Читательский вкус в России не установился: его предстоит еще воспитывать. «Черни», «принимающей вещи буквально», слепо доверяющей печатному слову, можно внушить все, что будет угодно журналисту. Она не научилась еще уважать подлинные литературные ценности — и в том числе поэзию Жуковского, — а уже находятся судьи, которые спешат развенчать их.
Да и чем определяется право этих критиков на безраздельное господство над общественным мнением? Разве тем, что они — издатели журналов, покупаемых и читаемых?
Приблизительно такую логику мысли мы можем усмотреть в критических выступлениях Пушкина и дельвиговского кружка.
Гласность, публичность, споры в печати, во всеуслышание делали широкий читательский круг участником литературного движения; они вовлекали в литературные дела всех без разбора, кто перелистывал журнальные страницы.
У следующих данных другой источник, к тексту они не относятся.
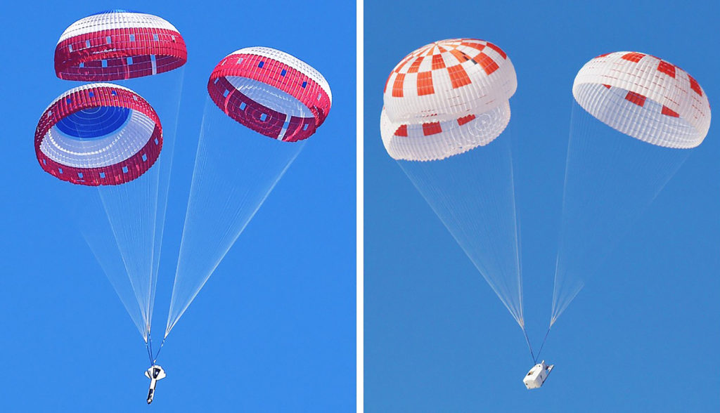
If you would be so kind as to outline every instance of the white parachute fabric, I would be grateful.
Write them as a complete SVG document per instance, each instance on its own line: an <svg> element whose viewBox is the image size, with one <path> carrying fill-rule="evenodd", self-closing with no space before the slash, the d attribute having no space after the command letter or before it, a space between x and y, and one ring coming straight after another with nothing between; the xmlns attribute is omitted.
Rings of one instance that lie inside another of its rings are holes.
<svg viewBox="0 0 720 413"><path fill-rule="evenodd" d="M710 125L699 84L649 55L595 58L572 92L551 326Z"/></svg>
<svg viewBox="0 0 720 413"><path fill-rule="evenodd" d="M524 329L510 121L515 68L477 39L435 42L393 69L380 132L441 221Z"/></svg>

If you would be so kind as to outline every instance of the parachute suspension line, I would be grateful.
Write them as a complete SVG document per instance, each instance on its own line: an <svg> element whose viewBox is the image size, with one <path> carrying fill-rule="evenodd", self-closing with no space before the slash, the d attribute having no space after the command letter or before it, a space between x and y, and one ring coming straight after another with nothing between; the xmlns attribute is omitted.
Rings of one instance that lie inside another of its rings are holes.
<svg viewBox="0 0 720 413"><path fill-rule="evenodd" d="M560 316L560 314L564 311L567 305L570 304L570 301L575 299L575 296L580 293L580 290L584 286L584 284L580 286L570 294L569 297L560 296L560 289L563 285L563 281L564 281L563 279L563 268L561 268L562 266L564 265L564 263L561 262L561 258L562 258L564 247L566 241L565 231L567 230L567 219L565 214L567 213L567 204L569 177L572 173L570 170L571 169L572 154L578 152L585 152L584 150L587 146L587 140L578 140L578 137L587 137L590 130L589 117L582 116L585 114L584 113L585 109L577 104L575 101L575 97L572 96L572 94L570 95L570 105L572 108L570 110L570 127L568 133L567 152L565 155L565 173L562 184L562 209L560 214L561 227L560 232L558 235L559 242L557 255L555 259L555 274L552 293L552 308L550 317L550 327L552 326L552 324L555 322L555 320L557 319L557 317ZM580 113L578 113L578 111L580 111ZM560 308L559 308L559 307ZM549 327L548 329L550 327Z"/></svg>
<svg viewBox="0 0 720 413"><path fill-rule="evenodd" d="M547 327L547 332L545 332L545 338L542 339L542 344L540 345L540 350L538 350L538 355L535 358L535 363L537 363L538 360L540 359L540 353L542 353L542 348L545 347L545 342L547 341L547 335L550 334L550 327Z"/></svg>
<svg viewBox="0 0 720 413"><path fill-rule="evenodd" d="M528 348L530 349L530 357L533 358L533 364L535 364L535 355L533 354L533 346L530 345L530 339L528 338L528 332L525 330L525 327L523 327L523 335L525 336L525 342L528 343Z"/></svg>
<svg viewBox="0 0 720 413"><path fill-rule="evenodd" d="M165 336L300 155L244 129L206 101ZM228 157L234 156L232 162Z"/></svg>
<svg viewBox="0 0 720 413"><path fill-rule="evenodd" d="M153 364L155 364L155 362L158 360L158 356L160 355L160 350L163 350L163 346L165 345L165 338L163 338L163 341L160 343L160 348L158 349L158 353L155 353L154 358L152 358Z"/></svg>
<svg viewBox="0 0 720 413"><path fill-rule="evenodd" d="M180 105L182 101L182 88L185 81L185 66L183 65L171 73L176 73L178 78L175 84L177 86L176 96L177 96L177 105L174 108L171 130L168 125L164 124L163 127L163 150L158 158L160 163L156 168L159 167L157 189L157 200L156 208L156 226L155 231L158 231L159 234L156 235L153 232L153 285L150 287L150 312L149 319L153 319L153 312L155 308L155 293L157 290L158 276L160 273L160 255L162 250L163 237L165 233L166 214L168 209L168 193L170 191L170 179L173 171L173 160L175 158L175 142L177 140L177 125L180 117ZM159 214L159 219L158 216ZM157 224L160 227L158 227Z"/></svg>
<svg viewBox="0 0 720 413"><path fill-rule="evenodd" d="M150 359L150 365L152 366L153 363L153 345L148 338L147 341L145 342L145 348L148 350L148 358Z"/></svg>
<svg viewBox="0 0 720 413"><path fill-rule="evenodd" d="M508 137L441 160L397 162L523 328Z"/></svg>

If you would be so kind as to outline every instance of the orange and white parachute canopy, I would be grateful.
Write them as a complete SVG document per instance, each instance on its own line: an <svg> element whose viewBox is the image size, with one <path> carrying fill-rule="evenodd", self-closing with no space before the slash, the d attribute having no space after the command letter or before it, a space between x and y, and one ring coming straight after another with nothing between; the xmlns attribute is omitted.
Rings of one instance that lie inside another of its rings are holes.
<svg viewBox="0 0 720 413"><path fill-rule="evenodd" d="M380 132L395 159L436 160L487 145L510 122L518 81L508 55L477 39L408 55L385 83Z"/></svg>
<svg viewBox="0 0 720 413"><path fill-rule="evenodd" d="M695 148L710 128L710 104L698 81L644 53L595 58L575 76L572 96L603 123L658 146Z"/></svg>

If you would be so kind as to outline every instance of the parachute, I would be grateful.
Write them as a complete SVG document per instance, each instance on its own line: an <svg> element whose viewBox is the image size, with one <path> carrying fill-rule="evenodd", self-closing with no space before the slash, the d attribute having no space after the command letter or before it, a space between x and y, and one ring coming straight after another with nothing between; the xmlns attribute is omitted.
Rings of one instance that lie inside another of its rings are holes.
<svg viewBox="0 0 720 413"><path fill-rule="evenodd" d="M147 224L142 212L150 205L128 196L126 188L150 186L152 180L145 175L162 147L162 126L150 104L127 88L105 83L61 94L40 117L35 135L42 170L75 184L71 198L81 203L81 209L73 209L84 211L79 223L86 239L146 340L153 284L148 264L142 259L150 254L136 248L148 248L139 228ZM92 191L87 196L89 187L107 190ZM118 195L125 202L112 203ZM98 211L105 212L107 217L94 217Z"/></svg>
<svg viewBox="0 0 720 413"><path fill-rule="evenodd" d="M711 120L698 81L645 53L592 59L577 73L572 95L551 327L703 142Z"/></svg>
<svg viewBox="0 0 720 413"><path fill-rule="evenodd" d="M166 337L332 103L320 72L262 47L220 60L207 92Z"/></svg>
<svg viewBox="0 0 720 413"><path fill-rule="evenodd" d="M35 130L43 171L78 185L119 185L145 173L163 146L157 114L130 89L91 83L63 94Z"/></svg>
<svg viewBox="0 0 720 413"><path fill-rule="evenodd" d="M55 72L68 81L130 79L168 72L187 61L182 35L162 17L108 10L68 27L55 49Z"/></svg>
<svg viewBox="0 0 720 413"><path fill-rule="evenodd" d="M516 88L513 63L497 45L435 42L390 73L380 132L524 332L510 140L501 136Z"/></svg>

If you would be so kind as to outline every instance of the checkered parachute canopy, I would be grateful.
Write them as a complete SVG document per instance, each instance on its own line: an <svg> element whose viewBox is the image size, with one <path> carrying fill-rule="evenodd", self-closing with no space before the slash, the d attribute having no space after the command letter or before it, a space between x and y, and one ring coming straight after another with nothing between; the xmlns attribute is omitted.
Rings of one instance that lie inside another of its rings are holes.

Это была журнальная политика нового, буржуазного века, более свободная, более демократическая, нежели ранее. К ней склонялись Рылеев и Бестужев.
Но, как и всякая буржуазная демократия, она готова была решать литературные дела большинством голосов. Голоса принадлежали подписчикам, платившим за журналы и альманахи. Издательское дело становилось коммерцией — и так должно было быть; но коммерция проникала и в самую литературу. Нужен был еще один шаг, чтобы по историческому вызову явились поставщики на рынок литературного товара, чтобы конкуренция и жажда обогащения стали направлять писательское перо.
Этот шаг уже готовы были сделать — каждый по-своему — Воейков, Булгарин и Греч.
Такова была оборотная сторона буржуазной демократии в литературе.
Тем же, кто боялся этих неизбежных последствий, угрожала кастовость, замкнутость, элитарность, опасность потерять широкого читателя и погибнуть под натиском сильных конкурентов.
В своем послании Баратынский писал о художнике, замкнувшемся в гордом уединении, и о его профессиональных журнальных «судьях», торгующих хвалой и бранью не в переносном, а в буквальном смысле.
В письме к Козлову он разъяснял смысл своих, впрочем, достаточно прозрачных намеков. «Наши журналисты стали настоящими литературными монополистами; они создают общественное мнение, они ставят себя нашими судьями при помощи своих ростовщических средств, и ничем нельзя помочь! Они все одной партии и составили будто бы союз противу всего прекрасного и честного. Какой-нибудь Греч, Булгарин, Каченовский составляют триумвират, который управляет Парнасом».
Нужно было иметь свой печатный орган, лучше всего журнал, хотя бы для того, чтобы не попасть в полную зависимость от «степени расположения <…> вышеназванных господ»[40].
Это письмо написано в январе 1825 года, и на его тон и суждения наложили отпечаток примечательные события, пришедшиеся на вторую половину 1824 года, — события, отчасти совершавшиеся на глазах у Баратынского.
19 июня 1824 года Бестужев записал в дневнике: «У Рылеева с Баратынским. История Дельвига с Булгариным».
Об этой «истории» до нас дошли несколько отрывочных припоминаний и одна записка без даты. Пушкин вспоминал: «Дельвиг однажды вызвал на дуэль Булгарина. Булгарин отказался, сказав: „Скажите барону Дельвигу, что я на своем веку видел более крови, нежели он чернил“». П. В. Нащокин, приятель Пушкина, однокашник Левушки Пушкина и Соболевского по Благородному пансиону, добавлял, что сам он должен был стать секундантом у Дельвига, Рылеев — у Булгарина. Булгарин отказался от поединка, и «Дель.<виг> послал ему ругательное письмо за подписью многих лиц».
Письма, вероятно, не было. Рылеев вступил в переговоры. «Любезный Фадей Венедиктович! — сообщал он Булгарину. — Дельвиг соглашается все забыть с условием, чтобы ты забыл его имя, а то это дело не кончено. Всякое твое громкое воспоминание о нем произведет или дуэль или убийство. Dixi»[41].
Нам неизвестно, какое «громкое воспоминание» Булгарина о Дельвиге было поводом для этой несостоявшейся дуэли. Но почти нет сомнений, что причиной ее была все та же всемогущая конкуренция. Год назад она едва не поставила на барьер миролюбивых Воейкова и Булгарина. Тогда Булгарин посылал картель, Дельвиг посмеивался над ним, Рылеев был посредником и примирителем. Дуэль кончилась ничем; Воейков объяснял, что не затронул ни чести противника, ни его выгод.